Literature DB >> 35995839

Relationship between lipid accumulation product and oxidative biomarkers by gender in adults from Yucatan, Mexico.

Roberto Lugo1, Azalia Avila-Nava1, Alfredo Geovanny Pech-Aguilar1, Isabel Medina-Vera2, Martha Guevara-Cruz3, Ana Ligia Gutiérrez Solis4.   

Abstract

Excessive adipose tissue can lead to metabolic abnormalities resulting in lipid alteration and oxidative stress (OS) status. The lipid accumulation product (LAP) index is a biomarker that indicates central lipid accumulation and has been proposed as an accurate and independent indicator of risk for several cardiometabolic related conditions. There is a lack of information about the possible association of LAP and OS biomarkers. Therefore, this work aimed to investigate the relationship between LAP and OS biomarkers in adults. A cross-sectional study was performed in 250 subjects attending the Hospital Regional de Alta Especialidad de la Península de Yucatán.
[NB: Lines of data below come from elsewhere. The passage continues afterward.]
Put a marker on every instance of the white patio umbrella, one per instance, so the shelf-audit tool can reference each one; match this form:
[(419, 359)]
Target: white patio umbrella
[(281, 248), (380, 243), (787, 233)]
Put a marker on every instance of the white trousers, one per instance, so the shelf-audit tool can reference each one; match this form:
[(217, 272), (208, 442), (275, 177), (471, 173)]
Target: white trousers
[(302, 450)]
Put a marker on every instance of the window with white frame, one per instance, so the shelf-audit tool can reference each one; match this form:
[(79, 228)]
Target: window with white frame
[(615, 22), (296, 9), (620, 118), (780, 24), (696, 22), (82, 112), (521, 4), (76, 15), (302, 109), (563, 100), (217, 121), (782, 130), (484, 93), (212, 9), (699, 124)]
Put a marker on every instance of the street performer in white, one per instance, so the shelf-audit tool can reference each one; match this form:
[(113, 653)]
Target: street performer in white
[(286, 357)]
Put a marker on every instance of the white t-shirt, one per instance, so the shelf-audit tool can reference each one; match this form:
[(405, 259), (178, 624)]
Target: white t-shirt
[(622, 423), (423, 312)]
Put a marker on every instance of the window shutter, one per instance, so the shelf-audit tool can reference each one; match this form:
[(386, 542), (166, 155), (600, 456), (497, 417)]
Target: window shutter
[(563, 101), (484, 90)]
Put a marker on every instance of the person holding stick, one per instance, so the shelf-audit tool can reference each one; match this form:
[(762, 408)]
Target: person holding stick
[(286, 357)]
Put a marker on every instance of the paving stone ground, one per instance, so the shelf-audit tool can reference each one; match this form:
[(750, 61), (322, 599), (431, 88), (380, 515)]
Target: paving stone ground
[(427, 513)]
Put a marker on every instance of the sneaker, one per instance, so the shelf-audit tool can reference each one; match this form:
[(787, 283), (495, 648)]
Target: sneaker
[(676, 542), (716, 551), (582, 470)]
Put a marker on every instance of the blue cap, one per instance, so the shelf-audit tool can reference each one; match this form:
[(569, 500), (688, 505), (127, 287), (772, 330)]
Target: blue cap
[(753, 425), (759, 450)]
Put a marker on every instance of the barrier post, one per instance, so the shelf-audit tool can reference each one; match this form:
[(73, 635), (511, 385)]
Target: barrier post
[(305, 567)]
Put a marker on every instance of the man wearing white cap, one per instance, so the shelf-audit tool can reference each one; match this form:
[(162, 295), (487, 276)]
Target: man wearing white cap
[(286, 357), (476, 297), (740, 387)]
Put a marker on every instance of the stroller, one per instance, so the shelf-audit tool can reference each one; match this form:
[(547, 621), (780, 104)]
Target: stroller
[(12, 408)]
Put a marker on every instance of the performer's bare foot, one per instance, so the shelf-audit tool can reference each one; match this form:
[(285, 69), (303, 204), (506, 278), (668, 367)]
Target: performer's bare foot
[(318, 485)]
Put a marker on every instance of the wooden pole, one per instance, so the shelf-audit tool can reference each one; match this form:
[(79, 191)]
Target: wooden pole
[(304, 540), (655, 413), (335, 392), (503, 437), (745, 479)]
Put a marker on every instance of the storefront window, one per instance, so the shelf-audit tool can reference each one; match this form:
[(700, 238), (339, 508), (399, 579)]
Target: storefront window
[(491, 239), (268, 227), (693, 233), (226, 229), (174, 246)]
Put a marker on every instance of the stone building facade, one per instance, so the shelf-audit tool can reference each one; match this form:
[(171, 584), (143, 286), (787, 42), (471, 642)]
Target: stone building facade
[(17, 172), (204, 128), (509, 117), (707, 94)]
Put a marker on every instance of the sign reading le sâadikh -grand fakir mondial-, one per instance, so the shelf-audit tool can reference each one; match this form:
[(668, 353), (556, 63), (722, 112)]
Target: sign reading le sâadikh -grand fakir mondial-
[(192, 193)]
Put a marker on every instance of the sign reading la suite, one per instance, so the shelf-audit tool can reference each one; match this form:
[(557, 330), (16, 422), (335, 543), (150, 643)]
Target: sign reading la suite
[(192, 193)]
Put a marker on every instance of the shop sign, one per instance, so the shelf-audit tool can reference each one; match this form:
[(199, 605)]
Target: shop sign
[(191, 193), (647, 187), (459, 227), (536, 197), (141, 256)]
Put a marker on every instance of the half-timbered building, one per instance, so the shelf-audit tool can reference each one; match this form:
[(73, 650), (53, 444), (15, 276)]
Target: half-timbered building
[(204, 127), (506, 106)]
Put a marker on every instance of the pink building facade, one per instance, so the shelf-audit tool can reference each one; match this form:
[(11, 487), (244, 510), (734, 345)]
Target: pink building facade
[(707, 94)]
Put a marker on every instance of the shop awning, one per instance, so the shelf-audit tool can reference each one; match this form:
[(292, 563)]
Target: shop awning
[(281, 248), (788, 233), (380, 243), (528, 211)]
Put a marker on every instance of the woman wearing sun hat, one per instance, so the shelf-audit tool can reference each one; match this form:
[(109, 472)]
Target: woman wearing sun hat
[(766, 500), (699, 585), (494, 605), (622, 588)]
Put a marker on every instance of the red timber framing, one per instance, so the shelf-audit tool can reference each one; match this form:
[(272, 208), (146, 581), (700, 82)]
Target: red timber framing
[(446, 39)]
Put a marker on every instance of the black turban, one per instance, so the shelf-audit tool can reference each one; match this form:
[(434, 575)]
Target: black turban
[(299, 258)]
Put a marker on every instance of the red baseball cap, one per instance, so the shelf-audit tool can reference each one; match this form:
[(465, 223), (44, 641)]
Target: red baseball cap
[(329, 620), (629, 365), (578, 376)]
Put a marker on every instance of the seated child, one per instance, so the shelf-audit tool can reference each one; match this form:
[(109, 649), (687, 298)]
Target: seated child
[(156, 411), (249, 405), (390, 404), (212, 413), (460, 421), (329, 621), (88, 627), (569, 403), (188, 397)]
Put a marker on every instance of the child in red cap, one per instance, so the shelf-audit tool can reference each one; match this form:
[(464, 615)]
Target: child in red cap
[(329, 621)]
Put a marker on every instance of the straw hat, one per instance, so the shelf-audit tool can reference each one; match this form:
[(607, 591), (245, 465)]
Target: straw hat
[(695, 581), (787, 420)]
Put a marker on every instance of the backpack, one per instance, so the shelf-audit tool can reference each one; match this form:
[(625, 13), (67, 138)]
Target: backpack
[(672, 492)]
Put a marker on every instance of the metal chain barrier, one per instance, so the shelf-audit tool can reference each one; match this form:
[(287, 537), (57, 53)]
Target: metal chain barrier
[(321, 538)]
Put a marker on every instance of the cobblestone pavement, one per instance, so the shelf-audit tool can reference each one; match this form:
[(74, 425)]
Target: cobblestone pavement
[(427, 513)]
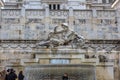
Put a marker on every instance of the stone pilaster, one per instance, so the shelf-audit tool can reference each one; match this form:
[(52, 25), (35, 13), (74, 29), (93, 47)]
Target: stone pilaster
[(23, 18), (71, 18), (47, 19)]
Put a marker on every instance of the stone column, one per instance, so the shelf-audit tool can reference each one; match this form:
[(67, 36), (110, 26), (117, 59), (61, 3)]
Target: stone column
[(71, 18), (118, 19), (0, 16), (47, 21), (23, 18), (117, 67), (94, 22)]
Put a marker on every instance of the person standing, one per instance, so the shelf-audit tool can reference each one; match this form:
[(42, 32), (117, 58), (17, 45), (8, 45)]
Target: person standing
[(65, 76), (12, 75), (20, 75)]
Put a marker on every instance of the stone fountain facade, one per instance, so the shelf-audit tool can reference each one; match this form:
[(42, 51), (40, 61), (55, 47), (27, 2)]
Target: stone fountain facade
[(25, 24)]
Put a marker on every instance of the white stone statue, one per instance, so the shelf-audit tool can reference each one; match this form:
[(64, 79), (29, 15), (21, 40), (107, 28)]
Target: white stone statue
[(62, 35)]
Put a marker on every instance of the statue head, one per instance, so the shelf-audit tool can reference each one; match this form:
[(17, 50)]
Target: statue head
[(65, 24)]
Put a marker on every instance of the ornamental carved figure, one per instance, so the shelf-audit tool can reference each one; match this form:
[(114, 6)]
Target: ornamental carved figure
[(62, 36)]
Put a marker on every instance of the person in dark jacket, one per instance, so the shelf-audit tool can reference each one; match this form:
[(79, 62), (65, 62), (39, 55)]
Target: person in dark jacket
[(65, 76), (20, 76), (7, 74), (12, 75)]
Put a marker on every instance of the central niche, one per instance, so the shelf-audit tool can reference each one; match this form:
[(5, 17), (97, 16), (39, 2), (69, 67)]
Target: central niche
[(55, 72)]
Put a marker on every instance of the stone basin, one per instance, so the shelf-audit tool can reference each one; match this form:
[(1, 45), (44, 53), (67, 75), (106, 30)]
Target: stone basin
[(55, 72)]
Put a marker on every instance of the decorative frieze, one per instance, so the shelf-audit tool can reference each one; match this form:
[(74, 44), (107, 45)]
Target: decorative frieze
[(83, 14), (59, 14), (11, 13), (106, 14), (35, 13)]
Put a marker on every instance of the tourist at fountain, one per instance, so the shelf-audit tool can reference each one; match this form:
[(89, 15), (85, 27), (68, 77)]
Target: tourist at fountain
[(12, 75), (20, 75), (7, 74), (65, 76)]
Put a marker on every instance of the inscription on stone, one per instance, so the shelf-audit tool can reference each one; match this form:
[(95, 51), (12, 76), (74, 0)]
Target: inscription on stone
[(55, 72)]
Anthropometrical and clinical parameters were measured. The serum oxidative biomarkers such as malondialdehyde (MDA) and total antioxidant capacity (TAC) were evaluated by spectrophotometry and by the oxygen radical absorbance capacity (ORAC), respectively. A positive and significant correlation between serum levels of MDA and LAP (r = 0.162, p = 0.010) was observed. This relationship was stronger in women (r = 0.189, p = 0.013) than in men. The association between them remained significant after adjusting for confounders (r = 0.23, p < 0.001). A cutoff of LAP of 73.73 predicts high levels of MDA in women aged between 40 and 59. LAP index was associated with OS biomarkers in women and men from Yucatan, Mexico. Therefore, the elevation of the LAP index could identify an imbalance in the redox status.
© 2022. The Author(s).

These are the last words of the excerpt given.